Over to the Daily Mirror caff, where the chalked-up menu claims that NHS funding is growing at its lowest rate since records began in 1955 – “With the NHS collapsing around her ears, brazen Theresa May yesterday insisted the Tories have lavished record sums of cash on the service.”
The difficulties with running such a service are deep and go back a long way. But here’s another one of those things. These difficulties always seem worse once the Tories are in charge. Oh, and here’s another: is anyone else worried that this mounting chaos will inevitably lead to calls from Hunt to privatise everything as the only solution to the problems?

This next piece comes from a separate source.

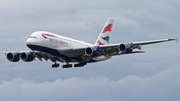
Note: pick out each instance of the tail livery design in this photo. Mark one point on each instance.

In the last paragraph, I ground out a bit of anti-Tory pepper. That old condiment can be hard to shake off. Everything somehow tastes better with anti-Tory pepper.
So, in fairness, let’s consider Jeremy Corbyn’s “emergency Labour reshuffle” as reported on the front page of the i-newspaper.
It is traditional to mention the deckchairs on the Titanic at such moments. However, the Labour Party under Corbyn seems ill suited to such a grand metaphor of impending doom. These deckchairs belong to a leaky old tourist boat sailing past the Palace of Westminster. And never mind how much they are shuffled about, that little old boat is still sinking.
Another image of Corbyn is offered by the Daily Telegraph, where a cartoon likens his plight to that of an Australian man who was trapped in a muddy ditch for six hours and survived by keeping his nose above the murky water.
Now Corbyn did nudge his nose above the water this week after fate – in the shape of a misdirected email – bowled him a gift at PMQT with his question about whether Surrey council had been given a special deal over its council tax rise.
Mostly, though, he seems sadly inept, especially over Brexit. Which is a shame as we could do with him climbing out of that muddy ditch.
Instead, Corbyn claims that reports of him stepping down are “fake news”. Oh, really, couldn’t he think of anything smarter to say?
I fear that the novelty value of having a bumbling Labour leader is beginning to wear thin.